AK Parti bu sistemde devletleşti, partiyi sivil aktörler değil devlet memurları temsil eder oldu. Artık kimsenin AK Parti’nin vekillerini ya da teşkilat yöneticilerini tanımasına gerek kalmadı; onların yerini vali, kaymakam, cumhuriyet savcısı aldı. Parti devlet organlarıyla bütünleştikçe de halktan uzaklaştı. 

Geçmişte etkin parti teşkilatlarıyla toplumun en ince damarlarına kadar nüfuz eden ve yerel taleplerden haberdar olan bir yapıya, bu sistemde bürokratik hassasiyetler yön vermeye başladı. Parti siyaset belirleme kudretini kaybetti; takip edilecek rotayı, parti ile irtibatı olmayan ve herhangi bir siyasi sorumluluk da taşımayan bir Cumhurbaşkanlığı bürokrasisi tayin eder oldu. 

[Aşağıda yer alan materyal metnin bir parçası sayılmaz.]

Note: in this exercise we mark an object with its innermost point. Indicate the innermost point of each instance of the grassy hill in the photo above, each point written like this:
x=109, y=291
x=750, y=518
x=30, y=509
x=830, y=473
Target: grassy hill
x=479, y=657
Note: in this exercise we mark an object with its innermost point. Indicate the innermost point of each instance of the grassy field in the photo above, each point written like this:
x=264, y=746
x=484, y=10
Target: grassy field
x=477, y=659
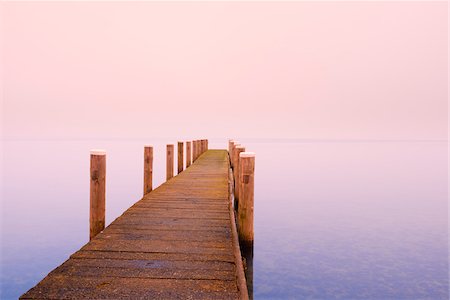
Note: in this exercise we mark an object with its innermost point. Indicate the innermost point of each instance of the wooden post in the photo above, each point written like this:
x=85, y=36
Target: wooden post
x=230, y=144
x=180, y=157
x=97, y=193
x=233, y=145
x=237, y=150
x=188, y=154
x=246, y=196
x=169, y=162
x=148, y=169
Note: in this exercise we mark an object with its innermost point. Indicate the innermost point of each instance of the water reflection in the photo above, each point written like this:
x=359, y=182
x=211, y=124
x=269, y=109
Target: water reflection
x=332, y=220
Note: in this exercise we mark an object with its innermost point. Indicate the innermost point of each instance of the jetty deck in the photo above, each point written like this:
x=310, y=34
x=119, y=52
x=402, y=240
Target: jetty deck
x=178, y=241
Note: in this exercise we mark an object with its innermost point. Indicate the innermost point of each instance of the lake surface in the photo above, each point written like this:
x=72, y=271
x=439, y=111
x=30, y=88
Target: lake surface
x=348, y=220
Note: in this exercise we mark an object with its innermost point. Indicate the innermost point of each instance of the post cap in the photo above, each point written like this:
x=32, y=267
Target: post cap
x=98, y=152
x=247, y=154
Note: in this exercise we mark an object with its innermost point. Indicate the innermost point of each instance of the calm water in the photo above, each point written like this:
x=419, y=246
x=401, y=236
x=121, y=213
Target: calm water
x=349, y=220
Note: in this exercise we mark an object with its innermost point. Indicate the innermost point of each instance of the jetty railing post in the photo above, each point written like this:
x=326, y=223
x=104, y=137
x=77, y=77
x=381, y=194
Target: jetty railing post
x=169, y=162
x=148, y=169
x=233, y=145
x=188, y=154
x=180, y=158
x=237, y=150
x=194, y=150
x=97, y=192
x=246, y=196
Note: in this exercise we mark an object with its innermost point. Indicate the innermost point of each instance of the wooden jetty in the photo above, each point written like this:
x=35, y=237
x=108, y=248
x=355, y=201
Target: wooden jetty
x=178, y=241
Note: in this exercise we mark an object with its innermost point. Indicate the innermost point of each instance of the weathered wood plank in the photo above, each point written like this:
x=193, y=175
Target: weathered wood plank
x=176, y=242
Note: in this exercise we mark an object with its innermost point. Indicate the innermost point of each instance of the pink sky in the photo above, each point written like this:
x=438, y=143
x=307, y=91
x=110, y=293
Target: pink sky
x=225, y=69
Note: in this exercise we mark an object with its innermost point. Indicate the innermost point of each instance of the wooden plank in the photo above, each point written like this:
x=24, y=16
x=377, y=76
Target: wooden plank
x=176, y=242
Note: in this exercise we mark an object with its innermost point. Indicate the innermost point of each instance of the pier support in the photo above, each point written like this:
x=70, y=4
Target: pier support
x=148, y=169
x=237, y=150
x=246, y=197
x=188, y=154
x=97, y=192
x=169, y=162
x=180, y=158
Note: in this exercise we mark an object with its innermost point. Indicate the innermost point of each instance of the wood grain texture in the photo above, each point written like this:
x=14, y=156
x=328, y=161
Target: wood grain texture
x=180, y=159
x=177, y=242
x=148, y=169
x=246, y=197
x=188, y=154
x=97, y=194
x=169, y=161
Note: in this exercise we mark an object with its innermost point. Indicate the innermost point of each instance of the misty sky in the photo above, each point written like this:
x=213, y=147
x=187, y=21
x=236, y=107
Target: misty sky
x=350, y=70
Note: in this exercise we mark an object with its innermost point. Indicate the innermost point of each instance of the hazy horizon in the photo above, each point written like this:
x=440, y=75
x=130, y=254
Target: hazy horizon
x=309, y=70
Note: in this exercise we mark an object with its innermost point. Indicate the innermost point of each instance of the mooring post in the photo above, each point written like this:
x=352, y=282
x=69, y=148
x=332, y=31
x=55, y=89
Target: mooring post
x=188, y=154
x=148, y=169
x=230, y=144
x=180, y=159
x=194, y=150
x=246, y=196
x=233, y=145
x=237, y=150
x=169, y=162
x=97, y=193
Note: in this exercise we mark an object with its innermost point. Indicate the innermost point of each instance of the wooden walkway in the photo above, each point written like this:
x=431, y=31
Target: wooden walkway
x=179, y=241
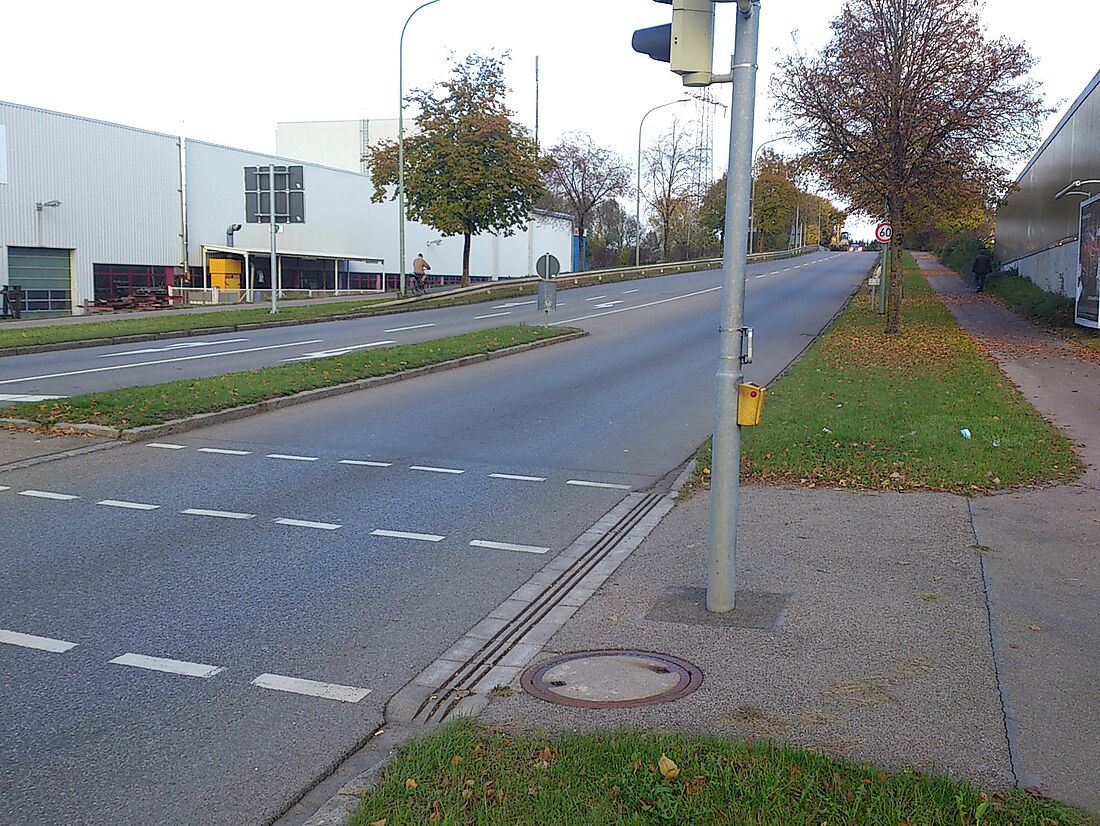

AK Parti’nin halkla bağı zayıflayınca halktan aldığı destekte de tabiatıyla büyük bir düşüş yaşandı. Nitekim yakın geçmişte AK Parti % 50’lerde seyrederken bugünlerde % 30’ları zor buluyor. Cumhurbaşkanlığı Hükümet Sistem bu devasa gerilemenin en büyük nedenlerinden biri; bu itibarla siyaseti ve partileri bitiren bu sistemin ilk kurbanının AK Parti olduğunu söylemek mümkün. 

Siyaset, çoğu kez niyetlenmemiş sonuçlar üzerinden şekillenir. Görünen o ki; 19 Mart da AK Parti’nin niyetlerinin aksi bir resim ortaya çıkardı, hem ibreyi muhalefete taraf çevirdi hem de kendi zaafını gözler önüne serdi.